🤖 AI Summary
This work addresses the lack of a general mechanism in reinforcement learning for dynamically adjusting the granularity of state-action abstraction, which often leads to a trade-off between task simplification and preservation of critical information. The authors propose an adaptive soft abstraction method grounded in rate-distortion theory, uniquely integrating rate-distortion optimization with bisimulation metrics to enable continuously tunable abstraction over both state and action spaces. By decomposing value function error into learning and abstraction components via performance certificates, they introduce an error-driven dynamic refinement strategy that triggers abstraction optimization when these two error sources become comparable. Empirical results demonstrate that the approach maintains near-optimal performance across multiple tabular environments, even under substantial lossy compression of the state-action space.
📝 Abstract
When learning to walk, infants seem to address a coarse version of the problem first - stay upright, reach the caregiver - and refine it only when further practice at that resolution stops paying off. Reinforcement learning offers multiple techniques for building simple versions of complex tasks, but lacks general principles for how to dynamically adjust the granularity of these abstractions during learning.
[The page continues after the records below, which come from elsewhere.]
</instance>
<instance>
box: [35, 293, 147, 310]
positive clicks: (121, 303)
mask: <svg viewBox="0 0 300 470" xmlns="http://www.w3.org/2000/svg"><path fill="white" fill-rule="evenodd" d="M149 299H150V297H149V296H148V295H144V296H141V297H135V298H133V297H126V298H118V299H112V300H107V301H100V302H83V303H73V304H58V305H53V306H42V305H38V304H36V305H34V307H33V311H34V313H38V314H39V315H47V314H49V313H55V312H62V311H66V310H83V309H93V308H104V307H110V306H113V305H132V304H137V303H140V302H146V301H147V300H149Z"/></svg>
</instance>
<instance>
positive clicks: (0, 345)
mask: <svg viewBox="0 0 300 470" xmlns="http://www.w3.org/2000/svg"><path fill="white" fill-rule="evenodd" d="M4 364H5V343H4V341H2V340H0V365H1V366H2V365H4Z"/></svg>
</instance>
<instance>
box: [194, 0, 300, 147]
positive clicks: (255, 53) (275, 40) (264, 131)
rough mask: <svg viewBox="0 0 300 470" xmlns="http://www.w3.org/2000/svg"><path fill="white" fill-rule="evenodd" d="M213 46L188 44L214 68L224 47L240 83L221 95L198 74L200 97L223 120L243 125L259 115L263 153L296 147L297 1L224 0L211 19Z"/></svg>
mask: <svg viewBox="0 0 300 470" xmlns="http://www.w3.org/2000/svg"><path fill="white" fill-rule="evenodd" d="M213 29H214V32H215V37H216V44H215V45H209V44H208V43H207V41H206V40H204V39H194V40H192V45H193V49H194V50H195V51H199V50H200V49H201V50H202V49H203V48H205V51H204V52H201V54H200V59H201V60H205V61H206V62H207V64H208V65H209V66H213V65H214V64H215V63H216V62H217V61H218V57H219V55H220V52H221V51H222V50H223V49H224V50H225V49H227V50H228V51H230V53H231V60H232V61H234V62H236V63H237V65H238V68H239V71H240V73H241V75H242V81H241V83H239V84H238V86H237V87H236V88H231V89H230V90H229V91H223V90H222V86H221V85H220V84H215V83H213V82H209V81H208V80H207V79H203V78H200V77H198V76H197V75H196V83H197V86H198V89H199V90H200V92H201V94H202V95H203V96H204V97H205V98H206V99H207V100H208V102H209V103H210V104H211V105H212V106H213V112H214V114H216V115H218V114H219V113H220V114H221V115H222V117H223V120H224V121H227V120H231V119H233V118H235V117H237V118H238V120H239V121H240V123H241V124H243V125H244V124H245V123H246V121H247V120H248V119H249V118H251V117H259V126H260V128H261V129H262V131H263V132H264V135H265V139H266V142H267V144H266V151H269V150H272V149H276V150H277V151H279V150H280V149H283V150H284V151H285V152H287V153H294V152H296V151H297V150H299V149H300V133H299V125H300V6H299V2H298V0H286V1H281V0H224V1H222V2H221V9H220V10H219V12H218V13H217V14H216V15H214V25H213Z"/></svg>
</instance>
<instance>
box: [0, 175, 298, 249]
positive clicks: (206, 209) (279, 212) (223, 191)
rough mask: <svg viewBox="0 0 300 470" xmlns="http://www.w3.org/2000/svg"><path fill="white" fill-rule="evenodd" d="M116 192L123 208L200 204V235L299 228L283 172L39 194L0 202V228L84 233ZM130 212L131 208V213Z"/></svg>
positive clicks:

This paper proposes one such principle: refine the abstraction as soon as the learning error within it becomes comparable to the error induced by the abstraction itself. Here, we investigate one way of formalising this principle via a performance certificate that decomposes value error into two terms: a learning error bound captured by a Bellman residual, and an abstraction error bound given by a bisimulation metric. The resulting switching strategy is implemented by soft state-action abstractions built from rate-distortion principles, whose resolution along state and action axes can be continuously adjusted. We validate this construction in a range of tabular settings, showing that near-optimal performance can be achieved under substantial lossy compression of state and action information.